Llevaba años sin pisar esa casa. Casi doce, pensó, recordando la única noche que había pasado bajo aquel techo después de la muerte de su madre. Una noche en la que Jesse la había observado como si fuera una extraña mientras Nicole la miraba con odio. Su hermana melliza no se había conformado con comunicárselo en silencio. A sus dieciséis años, no le había importado nada decirle lo que pensaba.

– Tú la has matado -le gritó-. Te la llevaste y ahora la has matado. Nunca te lo perdonaré. Te odio. Te odio.

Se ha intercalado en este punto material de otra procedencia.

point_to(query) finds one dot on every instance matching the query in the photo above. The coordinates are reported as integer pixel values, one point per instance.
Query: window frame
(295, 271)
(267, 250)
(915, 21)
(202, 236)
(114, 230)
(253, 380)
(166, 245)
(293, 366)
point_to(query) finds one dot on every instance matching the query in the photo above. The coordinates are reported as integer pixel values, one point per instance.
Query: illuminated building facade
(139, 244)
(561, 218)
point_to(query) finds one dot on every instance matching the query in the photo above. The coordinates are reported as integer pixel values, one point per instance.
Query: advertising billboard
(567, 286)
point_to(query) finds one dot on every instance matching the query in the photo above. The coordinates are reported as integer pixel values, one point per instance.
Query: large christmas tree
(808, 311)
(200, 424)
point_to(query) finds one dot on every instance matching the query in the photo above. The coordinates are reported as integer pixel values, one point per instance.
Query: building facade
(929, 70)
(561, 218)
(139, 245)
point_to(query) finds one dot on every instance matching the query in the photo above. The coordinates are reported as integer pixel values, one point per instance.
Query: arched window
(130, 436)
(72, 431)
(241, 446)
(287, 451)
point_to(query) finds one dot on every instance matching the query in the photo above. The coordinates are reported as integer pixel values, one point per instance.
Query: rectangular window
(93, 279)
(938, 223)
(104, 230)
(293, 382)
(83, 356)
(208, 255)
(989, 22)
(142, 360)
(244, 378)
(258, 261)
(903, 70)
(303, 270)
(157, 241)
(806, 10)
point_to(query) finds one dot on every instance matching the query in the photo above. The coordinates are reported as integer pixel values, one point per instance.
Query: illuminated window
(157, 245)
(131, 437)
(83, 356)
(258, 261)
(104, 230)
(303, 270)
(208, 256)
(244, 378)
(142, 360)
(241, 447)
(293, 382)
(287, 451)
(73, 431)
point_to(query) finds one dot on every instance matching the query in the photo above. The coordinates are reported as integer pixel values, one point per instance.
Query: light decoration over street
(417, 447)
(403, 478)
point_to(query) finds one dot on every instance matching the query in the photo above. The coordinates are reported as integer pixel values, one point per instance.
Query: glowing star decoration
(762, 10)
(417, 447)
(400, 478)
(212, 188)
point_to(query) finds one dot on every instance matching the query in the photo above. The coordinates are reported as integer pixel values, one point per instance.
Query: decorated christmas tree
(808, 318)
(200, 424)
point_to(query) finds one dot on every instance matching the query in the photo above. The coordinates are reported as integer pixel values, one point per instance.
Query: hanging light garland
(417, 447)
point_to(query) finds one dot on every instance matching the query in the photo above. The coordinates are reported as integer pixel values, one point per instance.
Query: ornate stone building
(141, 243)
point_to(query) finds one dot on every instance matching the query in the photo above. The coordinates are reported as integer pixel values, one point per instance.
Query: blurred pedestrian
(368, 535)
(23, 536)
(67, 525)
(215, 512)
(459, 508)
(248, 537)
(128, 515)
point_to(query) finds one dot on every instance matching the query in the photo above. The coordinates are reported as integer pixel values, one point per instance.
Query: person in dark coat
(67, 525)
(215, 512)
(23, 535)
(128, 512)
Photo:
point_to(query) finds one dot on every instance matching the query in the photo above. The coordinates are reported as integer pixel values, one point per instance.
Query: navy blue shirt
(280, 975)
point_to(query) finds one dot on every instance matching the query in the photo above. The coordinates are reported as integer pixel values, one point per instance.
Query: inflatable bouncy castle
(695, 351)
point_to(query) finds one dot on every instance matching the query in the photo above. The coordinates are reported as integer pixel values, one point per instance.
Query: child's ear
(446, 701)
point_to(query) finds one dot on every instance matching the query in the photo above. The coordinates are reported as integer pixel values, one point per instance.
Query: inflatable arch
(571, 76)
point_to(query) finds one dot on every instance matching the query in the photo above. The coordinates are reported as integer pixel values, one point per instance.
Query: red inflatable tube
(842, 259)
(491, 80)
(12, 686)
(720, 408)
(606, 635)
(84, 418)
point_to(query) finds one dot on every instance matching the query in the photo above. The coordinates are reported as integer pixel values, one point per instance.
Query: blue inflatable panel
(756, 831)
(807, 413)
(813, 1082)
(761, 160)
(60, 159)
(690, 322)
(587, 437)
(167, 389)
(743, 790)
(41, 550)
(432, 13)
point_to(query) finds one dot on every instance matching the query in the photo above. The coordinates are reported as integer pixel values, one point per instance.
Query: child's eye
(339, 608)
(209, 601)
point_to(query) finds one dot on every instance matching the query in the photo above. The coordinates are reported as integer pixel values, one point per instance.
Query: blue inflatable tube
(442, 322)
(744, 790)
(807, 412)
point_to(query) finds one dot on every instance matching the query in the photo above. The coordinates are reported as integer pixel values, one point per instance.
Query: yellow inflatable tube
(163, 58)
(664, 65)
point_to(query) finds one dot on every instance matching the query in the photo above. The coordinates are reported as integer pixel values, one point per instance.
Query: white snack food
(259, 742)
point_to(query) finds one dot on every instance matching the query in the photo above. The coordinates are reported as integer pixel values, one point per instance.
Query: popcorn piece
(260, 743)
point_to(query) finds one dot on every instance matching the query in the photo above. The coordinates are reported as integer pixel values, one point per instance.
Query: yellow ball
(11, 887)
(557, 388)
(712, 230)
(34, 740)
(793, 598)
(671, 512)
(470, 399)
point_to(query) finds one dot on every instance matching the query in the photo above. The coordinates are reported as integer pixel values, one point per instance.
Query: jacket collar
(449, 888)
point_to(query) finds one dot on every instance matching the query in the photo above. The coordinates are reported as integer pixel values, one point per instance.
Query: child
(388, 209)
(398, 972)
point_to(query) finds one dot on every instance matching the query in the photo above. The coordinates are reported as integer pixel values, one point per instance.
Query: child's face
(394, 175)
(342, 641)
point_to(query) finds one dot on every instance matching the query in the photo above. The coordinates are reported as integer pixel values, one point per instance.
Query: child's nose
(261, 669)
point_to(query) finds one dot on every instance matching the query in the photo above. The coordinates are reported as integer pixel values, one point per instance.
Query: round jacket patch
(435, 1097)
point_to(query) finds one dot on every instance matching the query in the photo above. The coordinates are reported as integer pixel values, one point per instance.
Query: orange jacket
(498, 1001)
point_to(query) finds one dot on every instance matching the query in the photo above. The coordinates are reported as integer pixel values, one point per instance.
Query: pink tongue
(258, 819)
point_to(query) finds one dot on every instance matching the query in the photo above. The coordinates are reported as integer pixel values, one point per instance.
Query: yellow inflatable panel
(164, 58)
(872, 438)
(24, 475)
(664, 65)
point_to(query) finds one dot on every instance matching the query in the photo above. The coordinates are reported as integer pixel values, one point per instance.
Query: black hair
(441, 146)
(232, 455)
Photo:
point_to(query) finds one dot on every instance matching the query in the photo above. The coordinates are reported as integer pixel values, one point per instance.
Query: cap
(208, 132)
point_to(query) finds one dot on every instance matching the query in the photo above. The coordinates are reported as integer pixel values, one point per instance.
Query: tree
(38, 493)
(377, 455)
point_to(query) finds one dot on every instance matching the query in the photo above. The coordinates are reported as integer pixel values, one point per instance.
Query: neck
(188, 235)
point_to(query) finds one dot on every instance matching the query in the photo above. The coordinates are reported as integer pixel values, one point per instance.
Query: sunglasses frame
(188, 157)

Lisa, la representante de Claire, se la había llevado entonces. Se habían alojado en una suite del Cuatro Estaciones hasta después del funeral. Desde allí habían ido directamente a París. Primavera en París, le había dicho Lisa. La belleza de aquella ciudad la curaría.

No había sucedido así. Sólo el tiempo había podido curarle las heridas, pero las cicatrices habían quedado para siempre. Primavera en París. Siempre que oía aquella canción, se acordaba de la muerte de su madre, y de Nicole gritándole.

Claire apartó todos aquellos recuerdos de su mente y entró en la cocina. Estaba diferente; era más moderna y más grande. Parecía que Nicole había reformado la casa o, al menos, algunas partes. Continuó por las escaleras y se encontró con que varias de las habitaciones pequeñas se habían transformado en un espacio más amplio. Había un gran salón con muebles cómodos, colores cálidos y un armario contra la pared, que ocultaba una televisión de pantalla plana y otros aparatos electrónicos. El comedor estaba igual. El dormitorio pequeño que había en aquella planta se había convertido en un pequeño estudio.

La casa estaba oscura y fría. Encontró el termostato y encendió la calefacción. Encendió también algunas lámparas, pero con eso no consiguió que la casa fuera más acogedora. Quizá el problema no fuera la casa. Era ella, y los recuerdos que no se iban.

La última vez que había ido a Seattle había sido para el funeral de su padre. Había recibido una llamada de teléfono de un hombre, quizá del propio Wyatt, pensó Claire mientras se sentaba en el sofá, que la había informado de que su padre había muerto. Le había dicho la fecha, hora y lugar en que iba a celebrarse el funeral y después había colgado.

Ella se había quedado hundida. Ni siquiera sabía que estaba enfermo, nadie se lo había dicho.

Sabía lo que pensaban: que a ella no le importaba su propia familia, que no los quería. Lo que había intentado explicarles muchas veces era que ellos mismos la habían mandado fuera. Sus hermanas habían podido quedarse allí, donde se sentían seguras, donde tenían amor. Pero Nicole nunca lo había visto de ese modo, siempre había estado furiosa.

Claire acarició la tela suave del sofá. Nada de aquello le resultaba familiar. Wyatt tenía razón; aquél no era su sitio. Sin embargo, no iba a marcharse. Nicole y Jesse eran la única familia que tenía. Quizá hubieran hecho caso omiso de sus llamadas y sus cartas durante años, pero ahora ella había vuelto, y no iba a marcharse hasta que consiguiera llegar a sus hermanas. Hasta que hubieran hecho las paces.